Over the course of the past six years, I’ve talked about my tone with friends and mentors and pastors. I’ve pleaded for prayer and told them how desperately I desired to be the honey-speeched mother who led her children through encouraging whispers. They’ve prayed over me, advised me, comforted me. But when I’ve woken to find the results of a midnight raid or found my favorite face wash used as Barbie’s bubble bath…I’ve still yelled. I’ve yelled (lost it, blown-up) and apologized, yelled and apologized. I’ve repented through tears. And I’ve gone to bed, on so many nights, feeling like the world’s biggest failure–at the very least, the world’s worst mom.
A month and a few days ago, after my regular bi-monthly Bible study where we’re taught all things parenting and marriage, a sweet friend and I sat up late and talked. We talked until three in the morning. We were both struggling, first and foremost, with the same issue in our parenting; we lamented our lack of success and then both agreed to pray continually for each other.
So many things can be said between eleven p.m. and three a.m., but I remember mourning one thing specifically, “I know God can deliver me from this curse of yelling, but I just wish He’d done it while my kids were too young to ever remember a yelling mom.” We both agreed on that point. We both sighed.
When I finally crawled into bed that night, it was close to four a.m. I felt certain I had ruined my Wednesday before it really started, and I mumbled half a prayer before falling asleep mid-breath. I woke up at seven with the same hair color, the same stretch marks, and the same ten extra pounds as the day before. I wasn’t taller or shorter. But before I opened my eyes I saw a picture in my mind. It was of a simple glass jar, and scrawled on the front in black Sharpie was one word: “Mean!”

I was as happy as a pig on Hanukkah. I knew God was showing me something important! I sat up in bed and asked Him about what I had just seen, and then I ran to the living room to greet my children and to tell them about our new plan.

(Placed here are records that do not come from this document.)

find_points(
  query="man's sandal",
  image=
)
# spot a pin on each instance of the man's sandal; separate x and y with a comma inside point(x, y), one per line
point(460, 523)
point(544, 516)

I stuffed about twenty tickets into a large brown envelope, and I wrote the following on the front:
If I yell at you, put a ticket in the jar.
If I receive ten tickets in four days, I owe you an “I’m sorry” party.

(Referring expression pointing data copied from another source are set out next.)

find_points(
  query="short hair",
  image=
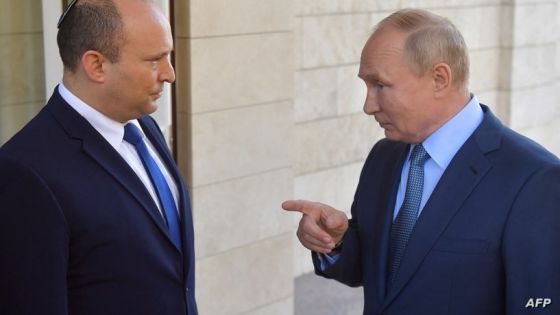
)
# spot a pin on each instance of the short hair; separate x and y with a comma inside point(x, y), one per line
point(431, 39)
point(90, 25)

If I receive zero tickets in four days, we’ll have a victory party!
I’ll empty the jar every fourth day.
I explained the plan to the kids, and they were all excited to help. Everyone was rooting for a victory party, and we threw our very first one only four days later. Two weeks and no tickets later, I sat in tears in my bathroom and talked with God about what had shifted. What had happened? It was then that He revealed to me the day He’d chosen to give me our simple, vastly ineloquent no-yelling plan. Some people call it the Day of Atonement. It’s also called Yom Kippur. From now on, I’ll call it the day I stopped yelling–the day I stopped trying to stop yelling–the day God stepped in and took over. It’s now the day I stopped apologizing to my kids for something I couldn’t change and instead let them battle with me. If think you’ve known joy, just wait until your six year old zooms through the living room, eyes your jar, and elates, “Mom, it’s still empty!! We’re beating the Devil!!” If you think your children respect you because you’ve done your best to hide your sin and struggles, just wait till you’re washed in the respect that comes after laying bare your flesh and allowing them to witness your victory.

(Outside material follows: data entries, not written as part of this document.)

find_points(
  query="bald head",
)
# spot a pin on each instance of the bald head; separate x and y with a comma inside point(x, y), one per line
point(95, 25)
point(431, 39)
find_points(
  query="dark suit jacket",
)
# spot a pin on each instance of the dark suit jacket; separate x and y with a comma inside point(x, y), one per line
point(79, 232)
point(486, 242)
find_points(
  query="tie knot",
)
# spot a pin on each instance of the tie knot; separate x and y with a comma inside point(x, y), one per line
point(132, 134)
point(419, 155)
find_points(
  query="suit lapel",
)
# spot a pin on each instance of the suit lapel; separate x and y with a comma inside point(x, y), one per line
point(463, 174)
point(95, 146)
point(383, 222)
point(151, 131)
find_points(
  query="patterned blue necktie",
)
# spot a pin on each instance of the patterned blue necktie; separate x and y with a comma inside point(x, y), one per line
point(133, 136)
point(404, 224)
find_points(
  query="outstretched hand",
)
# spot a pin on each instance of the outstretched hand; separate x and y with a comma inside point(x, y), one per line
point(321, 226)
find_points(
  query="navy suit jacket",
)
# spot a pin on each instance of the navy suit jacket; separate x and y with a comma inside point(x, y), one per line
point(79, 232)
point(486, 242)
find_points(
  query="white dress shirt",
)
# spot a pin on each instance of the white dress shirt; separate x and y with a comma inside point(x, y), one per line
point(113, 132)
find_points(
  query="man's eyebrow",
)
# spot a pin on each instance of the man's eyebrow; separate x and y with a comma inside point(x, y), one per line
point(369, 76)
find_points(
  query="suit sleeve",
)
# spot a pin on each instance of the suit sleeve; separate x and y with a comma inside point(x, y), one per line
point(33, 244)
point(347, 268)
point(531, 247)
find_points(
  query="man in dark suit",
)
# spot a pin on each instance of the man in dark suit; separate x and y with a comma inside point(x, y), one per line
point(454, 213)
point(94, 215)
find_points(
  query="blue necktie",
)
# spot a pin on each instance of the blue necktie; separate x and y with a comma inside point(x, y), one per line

When you come to my house, you’re welcome to take a peek in the “Mean!” jar. It’s right out for all to see. Right now, there are two tickets in there. I earned one while I was trying to take a shower in the middle of the day and the other one while I was trying to pay a bill via an automated system. I’m so excited I get to empty the jar tomorrow morning! I’m a human being, and that’s OK–or at least, it’s been paid for. He knows all about my failure. He knows all about what I can’t do without following step for step in His plan. When He gave me my wonderful children, God winked at me and said, “Here, fail.” For it is only in my failure that I learn, and it is only in my weakness that I fall broken into the arms of my Savior.